Docker Swarm with XNAT
Setting up Docker Swarm
A complete explanation of how to setup Docker Swarm is outside the scope of this document but you can find some useful articles here:
https://scalified.com/2018/10/08/building-jenkins-pipelines-docker-swarm/
https://docs.docker.com/engine/swarm/swarm-tutorial/create-swarm/
https://docs.docker.com/engine/swarm/ingress/
Setting up with AWS:
https://semaphoreci.com/community/tutorials/bootstrapping-a-docker-swarm-mode-cluster
Pipelines
XNAT uses pipelines to perform various different processes - mostly converting image types to other image types (DICOM to NIFTI for example).
In the past this was handled on the instance as part of the XNAT program, then as a docker server on the instance and finally, externally as an external docker server, either directly or using Docker swarm.
XNAT utilises the Container service which is a plugin to perform docker based pipelines. In the case of Kubernetes, docker MUST be run externally so Docker swarm is used as it provides load balancing.
Whilst the XNAT team work on replacing the Container service on Docker Swarm with a Kubernetes based Container service, Docker swarm is the most appropriate stop gap option.
Prerequisites
You will require the Docker API endpoint opened remotely so that XNAT can access and send pipeline jobs to it. For security, this should be done via HTTPS (not HTTP).
Standard port is TCP 2376. With Docker Swarm enabled you can send jobs to any of the manager or worker nodes and it will automatically internally load balance. I chose to use the Manager node’s IP and pointed DNS to it.

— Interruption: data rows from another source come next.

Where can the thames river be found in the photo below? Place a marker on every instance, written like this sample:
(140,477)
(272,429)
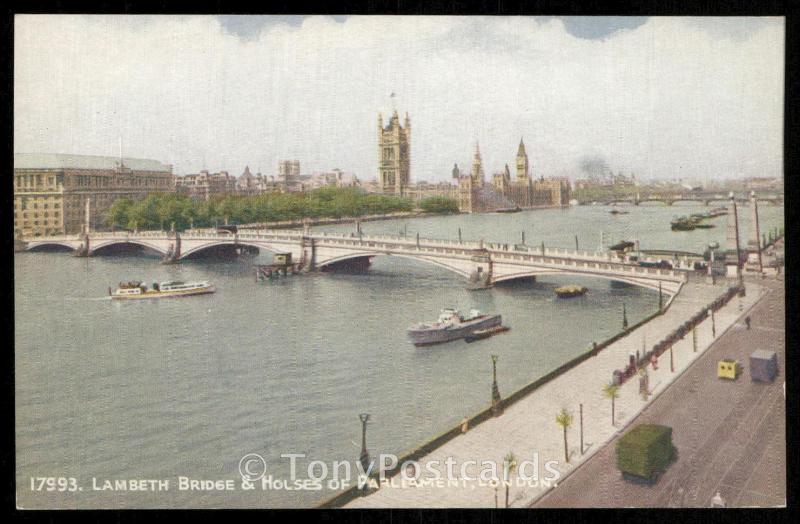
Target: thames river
(171,388)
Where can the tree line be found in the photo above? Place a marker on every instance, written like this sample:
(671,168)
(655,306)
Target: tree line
(162,210)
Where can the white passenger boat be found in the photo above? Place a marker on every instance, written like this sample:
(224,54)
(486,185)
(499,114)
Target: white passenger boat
(451,326)
(137,290)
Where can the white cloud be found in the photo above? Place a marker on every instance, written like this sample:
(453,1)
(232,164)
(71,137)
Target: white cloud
(672,97)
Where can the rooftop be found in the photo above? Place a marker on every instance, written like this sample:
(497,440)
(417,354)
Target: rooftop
(60,161)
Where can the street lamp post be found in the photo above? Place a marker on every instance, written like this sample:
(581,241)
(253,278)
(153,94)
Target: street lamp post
(624,317)
(364,457)
(497,402)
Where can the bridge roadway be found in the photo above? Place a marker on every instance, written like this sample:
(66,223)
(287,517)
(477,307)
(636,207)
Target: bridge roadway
(483,263)
(671,198)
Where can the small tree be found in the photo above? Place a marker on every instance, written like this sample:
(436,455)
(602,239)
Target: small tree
(564,419)
(611,391)
(509,465)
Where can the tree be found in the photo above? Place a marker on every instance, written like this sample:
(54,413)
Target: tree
(611,391)
(564,419)
(119,211)
(509,465)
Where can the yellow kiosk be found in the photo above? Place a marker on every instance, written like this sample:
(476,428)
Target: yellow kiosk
(728,368)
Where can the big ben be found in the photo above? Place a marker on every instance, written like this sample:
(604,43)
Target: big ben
(394,154)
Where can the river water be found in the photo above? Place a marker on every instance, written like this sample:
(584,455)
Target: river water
(162,389)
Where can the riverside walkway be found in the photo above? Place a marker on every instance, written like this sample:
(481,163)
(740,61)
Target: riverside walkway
(528,427)
(731,436)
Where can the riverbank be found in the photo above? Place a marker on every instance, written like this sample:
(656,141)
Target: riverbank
(730,436)
(528,428)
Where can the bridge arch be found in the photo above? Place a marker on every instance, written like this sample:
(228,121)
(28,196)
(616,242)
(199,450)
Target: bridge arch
(668,287)
(369,254)
(228,242)
(50,244)
(96,246)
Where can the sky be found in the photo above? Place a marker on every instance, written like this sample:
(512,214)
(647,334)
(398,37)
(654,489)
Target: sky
(662,97)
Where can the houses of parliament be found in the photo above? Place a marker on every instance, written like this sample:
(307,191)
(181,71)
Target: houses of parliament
(471,190)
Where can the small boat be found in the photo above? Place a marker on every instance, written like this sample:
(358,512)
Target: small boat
(480,334)
(451,326)
(137,290)
(570,291)
(623,245)
(683,224)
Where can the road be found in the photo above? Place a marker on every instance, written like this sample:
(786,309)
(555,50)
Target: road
(730,435)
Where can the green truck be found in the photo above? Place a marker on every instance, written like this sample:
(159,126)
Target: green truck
(644,452)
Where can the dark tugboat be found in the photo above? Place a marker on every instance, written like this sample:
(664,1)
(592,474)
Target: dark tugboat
(570,291)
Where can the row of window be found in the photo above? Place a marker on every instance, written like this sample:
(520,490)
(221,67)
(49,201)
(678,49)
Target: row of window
(35,205)
(36,215)
(35,180)
(36,223)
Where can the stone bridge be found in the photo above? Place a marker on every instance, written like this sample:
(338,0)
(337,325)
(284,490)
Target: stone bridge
(483,263)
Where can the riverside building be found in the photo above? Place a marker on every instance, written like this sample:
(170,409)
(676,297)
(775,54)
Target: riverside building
(55,194)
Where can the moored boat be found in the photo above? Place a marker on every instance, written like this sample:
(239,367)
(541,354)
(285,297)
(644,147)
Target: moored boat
(683,224)
(137,290)
(451,325)
(570,291)
(480,334)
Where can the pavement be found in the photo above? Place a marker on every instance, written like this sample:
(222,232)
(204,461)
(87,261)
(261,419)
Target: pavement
(730,436)
(528,428)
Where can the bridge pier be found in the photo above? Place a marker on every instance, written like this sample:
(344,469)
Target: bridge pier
(83,249)
(308,257)
(173,254)
(481,275)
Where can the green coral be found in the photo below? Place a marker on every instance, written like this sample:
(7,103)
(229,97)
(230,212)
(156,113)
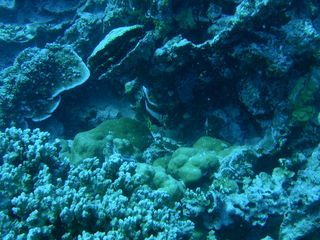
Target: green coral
(126,136)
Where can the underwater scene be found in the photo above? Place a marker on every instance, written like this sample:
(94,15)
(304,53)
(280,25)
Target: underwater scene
(160,119)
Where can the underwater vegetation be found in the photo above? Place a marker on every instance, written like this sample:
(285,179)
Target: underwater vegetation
(160,119)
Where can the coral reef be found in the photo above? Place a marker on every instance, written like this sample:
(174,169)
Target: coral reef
(160,119)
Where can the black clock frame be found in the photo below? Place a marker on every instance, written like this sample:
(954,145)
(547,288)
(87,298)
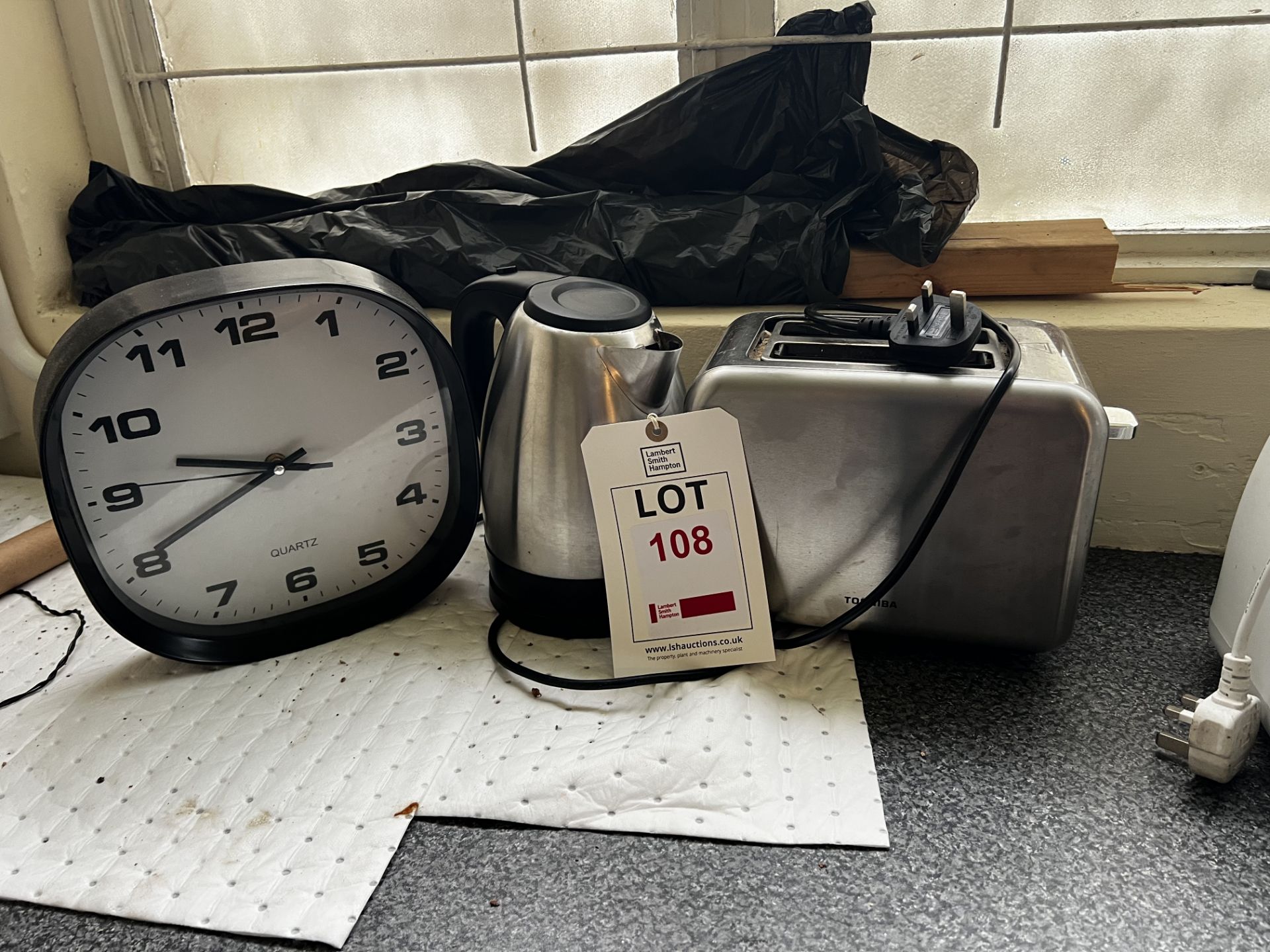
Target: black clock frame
(269,637)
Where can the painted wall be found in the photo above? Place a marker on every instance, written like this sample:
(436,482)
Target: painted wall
(44,163)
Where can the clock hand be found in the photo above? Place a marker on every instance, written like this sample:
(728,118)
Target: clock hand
(255,465)
(225,503)
(196,479)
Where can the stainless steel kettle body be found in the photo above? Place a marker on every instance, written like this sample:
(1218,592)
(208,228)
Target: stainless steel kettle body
(575,353)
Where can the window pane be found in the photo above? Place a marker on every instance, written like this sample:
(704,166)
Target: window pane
(560,24)
(314,131)
(913,15)
(615,85)
(1147,130)
(216,33)
(1032,12)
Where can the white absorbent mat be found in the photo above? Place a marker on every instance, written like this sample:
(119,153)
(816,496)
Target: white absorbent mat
(269,799)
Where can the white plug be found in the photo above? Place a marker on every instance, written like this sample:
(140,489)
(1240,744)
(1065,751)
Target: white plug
(1224,724)
(1222,727)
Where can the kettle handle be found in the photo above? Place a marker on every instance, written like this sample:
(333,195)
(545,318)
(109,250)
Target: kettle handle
(472,325)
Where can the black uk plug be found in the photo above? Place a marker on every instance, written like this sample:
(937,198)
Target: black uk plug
(935,331)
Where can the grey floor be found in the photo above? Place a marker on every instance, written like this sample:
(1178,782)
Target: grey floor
(1027,809)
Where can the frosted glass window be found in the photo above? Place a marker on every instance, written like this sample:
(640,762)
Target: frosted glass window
(614,87)
(912,15)
(1150,130)
(1155,130)
(1035,12)
(310,132)
(558,24)
(200,34)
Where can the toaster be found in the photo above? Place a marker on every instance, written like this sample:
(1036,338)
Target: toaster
(846,452)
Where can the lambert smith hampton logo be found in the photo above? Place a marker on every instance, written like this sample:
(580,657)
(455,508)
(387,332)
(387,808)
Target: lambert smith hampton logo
(663,460)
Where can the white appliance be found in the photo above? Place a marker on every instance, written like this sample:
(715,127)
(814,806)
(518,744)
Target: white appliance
(1248,554)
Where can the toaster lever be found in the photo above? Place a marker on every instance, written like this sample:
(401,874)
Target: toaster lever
(1122,424)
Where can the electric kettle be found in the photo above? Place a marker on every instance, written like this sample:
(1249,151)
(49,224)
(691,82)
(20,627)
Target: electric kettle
(575,353)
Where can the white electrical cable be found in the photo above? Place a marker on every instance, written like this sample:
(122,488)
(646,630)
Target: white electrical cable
(1240,645)
(13,340)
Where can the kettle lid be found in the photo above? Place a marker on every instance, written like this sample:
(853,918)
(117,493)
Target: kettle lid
(587,303)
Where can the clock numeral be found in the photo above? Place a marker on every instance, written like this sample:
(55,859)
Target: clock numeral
(393,365)
(415,432)
(130,428)
(226,588)
(302,579)
(328,317)
(255,327)
(151,564)
(412,494)
(126,495)
(142,352)
(372,553)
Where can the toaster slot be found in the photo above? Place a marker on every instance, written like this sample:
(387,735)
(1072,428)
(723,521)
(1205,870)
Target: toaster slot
(850,352)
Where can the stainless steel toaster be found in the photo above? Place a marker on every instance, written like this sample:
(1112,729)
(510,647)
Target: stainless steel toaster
(846,451)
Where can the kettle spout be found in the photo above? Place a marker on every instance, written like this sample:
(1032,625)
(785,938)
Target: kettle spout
(650,376)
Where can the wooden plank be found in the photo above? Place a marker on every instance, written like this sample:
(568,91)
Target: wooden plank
(1067,257)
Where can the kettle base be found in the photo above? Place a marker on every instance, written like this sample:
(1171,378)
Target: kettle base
(562,608)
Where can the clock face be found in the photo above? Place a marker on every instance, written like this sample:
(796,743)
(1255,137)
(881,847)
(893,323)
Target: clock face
(240,463)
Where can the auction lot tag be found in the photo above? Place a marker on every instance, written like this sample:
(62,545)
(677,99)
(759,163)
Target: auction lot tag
(680,543)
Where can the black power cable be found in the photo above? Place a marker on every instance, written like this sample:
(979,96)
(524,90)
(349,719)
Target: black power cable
(826,321)
(79,630)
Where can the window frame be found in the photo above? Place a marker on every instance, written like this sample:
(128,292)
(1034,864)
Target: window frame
(131,124)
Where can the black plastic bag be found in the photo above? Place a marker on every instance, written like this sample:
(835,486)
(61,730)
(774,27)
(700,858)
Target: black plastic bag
(742,186)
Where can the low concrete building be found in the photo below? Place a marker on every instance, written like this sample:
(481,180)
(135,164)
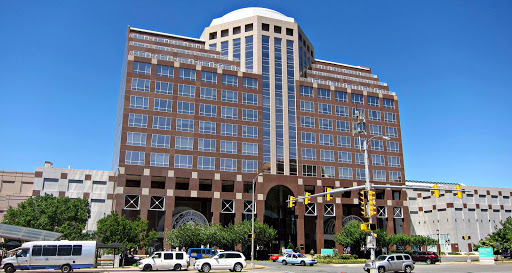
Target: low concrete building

You should lock access to port 2376 to the Kubernetes XNAT subnets only using firewalls or Security Group settings. You can also use an external Load balancer with certificates which maybe preferred.
If the certificates are not provided by a known CA, you will need to add the certificates (server, CA and client) to your XNAT container build so choosing a proper certificate from a known CA will make your life easier.
If you do use self signed certificates, you will need create a folder, add the certificates and then specify that folder in the XNAT GUI > Administer > Plugin Settings > Container Server Setup > Edit Host Name. In our example case:
Certificate Path: /usr/local/tomcat/certs
Access from the Docker Swarm to the XNAT shared filesystem - at a minimum Archive and build. The AIS Helm chart doesn’t have /data/xnat/build setup by default but without this Docker Swarm can’t write the temporaray files it needs and fails.
Setup DNS and external certificates
Whether you will need to create self signed certificates or public CA verified ones, you will need a fully qualified domain name to create them against.
I suggest you set an A record to point to the Manager node IP address, or a Load Balancer which points to all nodes. Then create the certificates against your FQDN - e.g. swarm.example.com.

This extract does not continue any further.